Tak heran jika masyarakat pun masih memilih menggunakan kendaraan pribadi dan ojek serta taksi daring atas dasar kemudahan akses. Iming-iming tiket murah angkutan umum, tak perlu pusing cari parkir, sampai ikut mewujudkan lingkungan yang lebih baik dengan menggunakan angkutan umum, tak mempan menggaet pelanggan, karena kualitas akses layanan transportasi publik sejatinya belum baik.
Dengan pekerjaan rumah yang masih berderet dan butuh penyelesaian segera, fokus pembangunan angkutan umum, khususnya Transjakarta, seakan justru terpecah.

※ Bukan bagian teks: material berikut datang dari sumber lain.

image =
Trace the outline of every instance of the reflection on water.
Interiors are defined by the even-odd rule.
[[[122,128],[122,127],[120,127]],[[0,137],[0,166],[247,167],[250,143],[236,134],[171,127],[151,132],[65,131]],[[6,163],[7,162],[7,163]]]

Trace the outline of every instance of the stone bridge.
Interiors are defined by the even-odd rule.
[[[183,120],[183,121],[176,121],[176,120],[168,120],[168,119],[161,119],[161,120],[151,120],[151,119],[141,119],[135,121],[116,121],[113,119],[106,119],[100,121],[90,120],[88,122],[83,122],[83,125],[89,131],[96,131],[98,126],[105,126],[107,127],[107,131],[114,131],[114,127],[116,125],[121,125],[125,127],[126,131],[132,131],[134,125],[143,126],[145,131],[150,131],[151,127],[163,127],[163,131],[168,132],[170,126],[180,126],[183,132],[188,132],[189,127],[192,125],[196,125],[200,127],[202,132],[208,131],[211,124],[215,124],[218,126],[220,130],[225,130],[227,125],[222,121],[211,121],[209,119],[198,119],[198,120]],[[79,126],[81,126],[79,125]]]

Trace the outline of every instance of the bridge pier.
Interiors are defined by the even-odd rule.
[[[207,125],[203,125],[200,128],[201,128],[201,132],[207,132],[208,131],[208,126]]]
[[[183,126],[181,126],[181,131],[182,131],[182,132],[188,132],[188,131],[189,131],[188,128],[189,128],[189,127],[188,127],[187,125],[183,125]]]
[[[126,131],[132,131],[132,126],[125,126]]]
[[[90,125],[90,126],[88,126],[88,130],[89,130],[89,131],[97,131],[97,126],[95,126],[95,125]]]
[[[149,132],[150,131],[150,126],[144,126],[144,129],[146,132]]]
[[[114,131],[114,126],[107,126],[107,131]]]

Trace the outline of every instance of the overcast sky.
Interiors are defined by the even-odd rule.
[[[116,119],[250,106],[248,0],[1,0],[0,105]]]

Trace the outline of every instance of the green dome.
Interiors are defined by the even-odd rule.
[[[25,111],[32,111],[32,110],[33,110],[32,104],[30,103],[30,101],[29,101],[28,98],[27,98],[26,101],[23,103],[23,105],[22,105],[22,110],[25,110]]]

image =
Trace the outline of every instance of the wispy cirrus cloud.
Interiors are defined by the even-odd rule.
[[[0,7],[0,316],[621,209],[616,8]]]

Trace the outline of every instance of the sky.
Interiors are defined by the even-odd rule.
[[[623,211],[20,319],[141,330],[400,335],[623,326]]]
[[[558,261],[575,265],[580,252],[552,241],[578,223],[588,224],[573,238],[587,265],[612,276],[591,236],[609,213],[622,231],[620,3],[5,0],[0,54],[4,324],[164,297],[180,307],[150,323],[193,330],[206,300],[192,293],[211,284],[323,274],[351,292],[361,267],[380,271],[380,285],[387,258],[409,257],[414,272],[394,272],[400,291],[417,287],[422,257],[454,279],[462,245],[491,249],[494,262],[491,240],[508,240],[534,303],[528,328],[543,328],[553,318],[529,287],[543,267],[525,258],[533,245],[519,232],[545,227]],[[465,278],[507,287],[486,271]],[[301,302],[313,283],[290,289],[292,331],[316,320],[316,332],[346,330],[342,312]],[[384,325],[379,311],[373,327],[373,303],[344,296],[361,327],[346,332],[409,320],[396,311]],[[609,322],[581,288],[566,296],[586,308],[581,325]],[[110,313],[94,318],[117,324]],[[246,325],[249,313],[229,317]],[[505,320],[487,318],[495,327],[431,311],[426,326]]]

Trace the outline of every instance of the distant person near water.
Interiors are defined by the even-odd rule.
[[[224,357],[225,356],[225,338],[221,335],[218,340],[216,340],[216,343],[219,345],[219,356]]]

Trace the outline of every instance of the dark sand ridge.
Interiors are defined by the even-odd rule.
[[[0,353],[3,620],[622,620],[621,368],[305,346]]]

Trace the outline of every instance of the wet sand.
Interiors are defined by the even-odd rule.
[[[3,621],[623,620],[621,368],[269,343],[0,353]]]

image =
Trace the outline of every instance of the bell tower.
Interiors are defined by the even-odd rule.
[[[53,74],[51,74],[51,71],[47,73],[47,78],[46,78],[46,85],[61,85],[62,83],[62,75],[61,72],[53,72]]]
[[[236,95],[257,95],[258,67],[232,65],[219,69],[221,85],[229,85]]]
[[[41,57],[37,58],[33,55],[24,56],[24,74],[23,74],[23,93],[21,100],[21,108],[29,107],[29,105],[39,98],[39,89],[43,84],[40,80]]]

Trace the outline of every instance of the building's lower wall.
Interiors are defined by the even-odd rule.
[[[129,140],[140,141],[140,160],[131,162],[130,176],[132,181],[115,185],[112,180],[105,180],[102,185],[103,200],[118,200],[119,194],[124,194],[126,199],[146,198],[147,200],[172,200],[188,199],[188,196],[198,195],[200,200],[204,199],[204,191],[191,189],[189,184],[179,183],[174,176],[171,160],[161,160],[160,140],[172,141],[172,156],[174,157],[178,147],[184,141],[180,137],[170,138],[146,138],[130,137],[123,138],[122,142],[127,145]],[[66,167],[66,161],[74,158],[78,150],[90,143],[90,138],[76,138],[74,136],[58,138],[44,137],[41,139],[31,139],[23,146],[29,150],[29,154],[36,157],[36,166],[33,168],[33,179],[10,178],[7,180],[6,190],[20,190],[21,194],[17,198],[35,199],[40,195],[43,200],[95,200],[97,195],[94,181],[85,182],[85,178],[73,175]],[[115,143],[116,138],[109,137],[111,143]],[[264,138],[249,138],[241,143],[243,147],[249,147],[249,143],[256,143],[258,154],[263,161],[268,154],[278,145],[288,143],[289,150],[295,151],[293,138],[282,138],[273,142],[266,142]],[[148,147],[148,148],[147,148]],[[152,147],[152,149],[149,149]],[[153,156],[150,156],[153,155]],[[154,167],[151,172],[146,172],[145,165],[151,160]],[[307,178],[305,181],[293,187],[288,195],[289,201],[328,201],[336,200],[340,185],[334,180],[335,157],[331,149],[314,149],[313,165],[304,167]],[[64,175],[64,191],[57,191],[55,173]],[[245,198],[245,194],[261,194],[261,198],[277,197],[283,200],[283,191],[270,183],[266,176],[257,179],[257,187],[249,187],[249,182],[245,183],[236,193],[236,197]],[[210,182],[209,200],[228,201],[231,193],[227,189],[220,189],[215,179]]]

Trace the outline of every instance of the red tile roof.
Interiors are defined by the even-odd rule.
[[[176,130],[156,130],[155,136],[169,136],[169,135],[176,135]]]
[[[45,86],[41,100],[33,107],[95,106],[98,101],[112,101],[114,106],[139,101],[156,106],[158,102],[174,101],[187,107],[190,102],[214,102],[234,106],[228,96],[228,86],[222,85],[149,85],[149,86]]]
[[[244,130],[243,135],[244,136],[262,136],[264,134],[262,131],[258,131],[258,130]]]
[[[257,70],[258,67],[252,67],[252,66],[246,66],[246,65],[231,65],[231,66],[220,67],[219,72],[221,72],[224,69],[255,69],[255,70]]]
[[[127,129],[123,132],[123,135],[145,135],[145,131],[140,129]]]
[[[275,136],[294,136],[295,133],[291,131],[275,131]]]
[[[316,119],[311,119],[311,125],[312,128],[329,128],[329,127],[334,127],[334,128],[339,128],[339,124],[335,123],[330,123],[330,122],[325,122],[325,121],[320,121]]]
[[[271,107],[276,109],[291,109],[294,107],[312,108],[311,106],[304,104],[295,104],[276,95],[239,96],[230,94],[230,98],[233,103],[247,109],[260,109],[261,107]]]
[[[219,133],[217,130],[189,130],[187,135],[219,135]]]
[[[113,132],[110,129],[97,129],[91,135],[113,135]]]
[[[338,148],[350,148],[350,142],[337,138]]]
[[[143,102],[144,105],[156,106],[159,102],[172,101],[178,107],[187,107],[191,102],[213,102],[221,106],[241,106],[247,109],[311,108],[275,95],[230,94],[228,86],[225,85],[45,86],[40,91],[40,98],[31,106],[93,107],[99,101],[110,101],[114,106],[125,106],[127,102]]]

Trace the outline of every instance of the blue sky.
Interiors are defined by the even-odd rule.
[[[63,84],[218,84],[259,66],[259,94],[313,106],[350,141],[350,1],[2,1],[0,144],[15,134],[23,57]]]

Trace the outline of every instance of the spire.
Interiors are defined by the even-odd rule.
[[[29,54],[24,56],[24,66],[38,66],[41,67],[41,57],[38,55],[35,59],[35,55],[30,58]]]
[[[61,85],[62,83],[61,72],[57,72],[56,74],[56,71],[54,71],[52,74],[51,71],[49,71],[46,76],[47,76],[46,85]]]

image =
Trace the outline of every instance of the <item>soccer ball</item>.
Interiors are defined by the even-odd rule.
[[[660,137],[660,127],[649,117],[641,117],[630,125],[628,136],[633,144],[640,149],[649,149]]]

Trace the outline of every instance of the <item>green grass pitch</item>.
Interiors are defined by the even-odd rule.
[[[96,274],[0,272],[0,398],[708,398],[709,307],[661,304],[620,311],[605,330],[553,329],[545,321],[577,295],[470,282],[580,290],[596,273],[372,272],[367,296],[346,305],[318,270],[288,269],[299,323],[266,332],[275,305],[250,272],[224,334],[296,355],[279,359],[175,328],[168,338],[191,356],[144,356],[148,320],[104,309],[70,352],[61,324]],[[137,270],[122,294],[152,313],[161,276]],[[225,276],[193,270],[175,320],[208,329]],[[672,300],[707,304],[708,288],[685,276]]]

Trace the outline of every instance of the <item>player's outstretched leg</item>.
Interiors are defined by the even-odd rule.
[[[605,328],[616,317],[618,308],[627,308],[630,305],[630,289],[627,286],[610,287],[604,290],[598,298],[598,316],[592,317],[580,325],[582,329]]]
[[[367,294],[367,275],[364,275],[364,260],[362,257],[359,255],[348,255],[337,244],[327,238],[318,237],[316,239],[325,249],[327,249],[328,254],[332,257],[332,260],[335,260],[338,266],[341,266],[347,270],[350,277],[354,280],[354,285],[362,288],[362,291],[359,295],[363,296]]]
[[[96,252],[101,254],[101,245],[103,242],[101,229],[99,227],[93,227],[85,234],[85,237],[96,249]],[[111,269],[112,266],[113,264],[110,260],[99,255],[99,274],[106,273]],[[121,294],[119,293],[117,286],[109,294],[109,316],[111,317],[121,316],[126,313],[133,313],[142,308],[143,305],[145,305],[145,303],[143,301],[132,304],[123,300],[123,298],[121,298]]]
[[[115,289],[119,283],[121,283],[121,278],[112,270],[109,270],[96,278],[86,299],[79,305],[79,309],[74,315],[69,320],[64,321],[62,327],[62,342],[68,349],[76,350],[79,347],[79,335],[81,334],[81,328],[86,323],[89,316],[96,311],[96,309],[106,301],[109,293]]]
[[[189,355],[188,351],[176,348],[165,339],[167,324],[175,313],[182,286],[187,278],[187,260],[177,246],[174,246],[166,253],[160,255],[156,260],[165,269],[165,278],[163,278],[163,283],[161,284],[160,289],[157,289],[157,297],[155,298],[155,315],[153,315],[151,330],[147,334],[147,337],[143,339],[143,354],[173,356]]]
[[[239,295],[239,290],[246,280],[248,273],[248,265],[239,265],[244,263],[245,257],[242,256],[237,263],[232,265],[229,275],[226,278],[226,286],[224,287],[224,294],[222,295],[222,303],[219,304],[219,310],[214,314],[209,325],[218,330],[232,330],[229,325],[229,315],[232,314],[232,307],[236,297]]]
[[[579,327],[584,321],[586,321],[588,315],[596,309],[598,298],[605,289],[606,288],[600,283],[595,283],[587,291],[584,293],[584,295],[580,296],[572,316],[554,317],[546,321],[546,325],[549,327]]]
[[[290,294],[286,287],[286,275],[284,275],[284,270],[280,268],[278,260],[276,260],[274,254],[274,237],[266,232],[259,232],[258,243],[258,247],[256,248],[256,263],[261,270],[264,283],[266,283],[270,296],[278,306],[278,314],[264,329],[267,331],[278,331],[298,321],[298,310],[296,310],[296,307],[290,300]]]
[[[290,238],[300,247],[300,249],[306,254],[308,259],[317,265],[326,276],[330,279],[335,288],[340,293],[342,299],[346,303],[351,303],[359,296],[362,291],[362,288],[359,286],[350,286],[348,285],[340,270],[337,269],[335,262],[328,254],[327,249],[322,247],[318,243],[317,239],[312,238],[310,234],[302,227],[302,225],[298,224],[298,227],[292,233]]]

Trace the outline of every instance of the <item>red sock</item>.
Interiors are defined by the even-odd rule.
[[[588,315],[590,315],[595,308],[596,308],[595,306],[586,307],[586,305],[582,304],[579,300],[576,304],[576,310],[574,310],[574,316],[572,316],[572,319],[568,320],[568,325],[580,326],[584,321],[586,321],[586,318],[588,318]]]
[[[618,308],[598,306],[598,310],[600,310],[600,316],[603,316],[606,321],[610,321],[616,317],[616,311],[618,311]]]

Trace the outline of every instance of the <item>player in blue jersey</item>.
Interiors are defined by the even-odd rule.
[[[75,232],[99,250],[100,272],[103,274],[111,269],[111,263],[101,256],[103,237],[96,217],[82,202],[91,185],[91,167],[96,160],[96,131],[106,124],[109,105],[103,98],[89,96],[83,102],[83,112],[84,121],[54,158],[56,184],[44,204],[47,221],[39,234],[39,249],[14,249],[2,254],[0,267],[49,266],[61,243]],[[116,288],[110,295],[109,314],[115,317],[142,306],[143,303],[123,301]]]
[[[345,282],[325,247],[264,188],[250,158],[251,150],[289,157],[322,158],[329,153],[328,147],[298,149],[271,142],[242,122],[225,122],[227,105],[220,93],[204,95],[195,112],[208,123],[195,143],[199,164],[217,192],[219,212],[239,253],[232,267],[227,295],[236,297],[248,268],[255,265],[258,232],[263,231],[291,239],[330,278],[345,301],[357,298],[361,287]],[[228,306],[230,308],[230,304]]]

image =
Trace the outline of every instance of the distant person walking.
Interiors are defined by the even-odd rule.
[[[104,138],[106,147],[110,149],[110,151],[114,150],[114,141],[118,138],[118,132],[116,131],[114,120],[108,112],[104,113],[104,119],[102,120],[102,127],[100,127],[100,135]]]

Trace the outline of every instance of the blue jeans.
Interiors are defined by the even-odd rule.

DKI gencar merevitalisasi halte, bahkan sampai membangun halte ikonik serba besar, megah, dan dipromosikan sebagai spot nongkrong kekinian untuk warga. Bisa jadi, yang tertarik berwisata memenuhi anjungan atap halte nantinya bukanlan pengguna angkutan umum sehari-hari. Makin bermasalah ketika halte ikonik seperti di Halte Bundaran Hotel Indonesia dan Halte Tosari dihujani kritik para arsitek, sejarawan, pemerhati kota, dan arkeolog karena berpotensi mencederai kawasan bersejarah Bundaran HI beserta Tugu Selamat Datang di poros Sudirman-Thamrin.
Baca juga: Harga BBM Naik, Transportasi Publik Tetap Tak Dilirik
Membangun dengan prinsip yang penting ada dulu, terlebih jika bermotif hanya ingin dinilai sukses dalam sekejap ini, tak seharusnya dibiasakan. Pembenahan dan banyak penyesuaian perlu dilakukan segera agar aneka moda yang tersedia melimpah itu benar-benar dapat dimanfaatkan publik secara maksimal sesuai fungsinya.
Sejatinya, membangun jaringan transportasi publik bukanlah perkara mudah dan bukanlah pekerjaan singkat. Kesinambungan dan percepatan program pembangunan jaringan angkutan umum untuk mengurangi kemacetan dan mewujudkan lingkungan kota lebih sehat demi kenyamanan warganyalah yang seharusnya diperjuangkan setiap pengelola kota, terutama para pemimpinnya.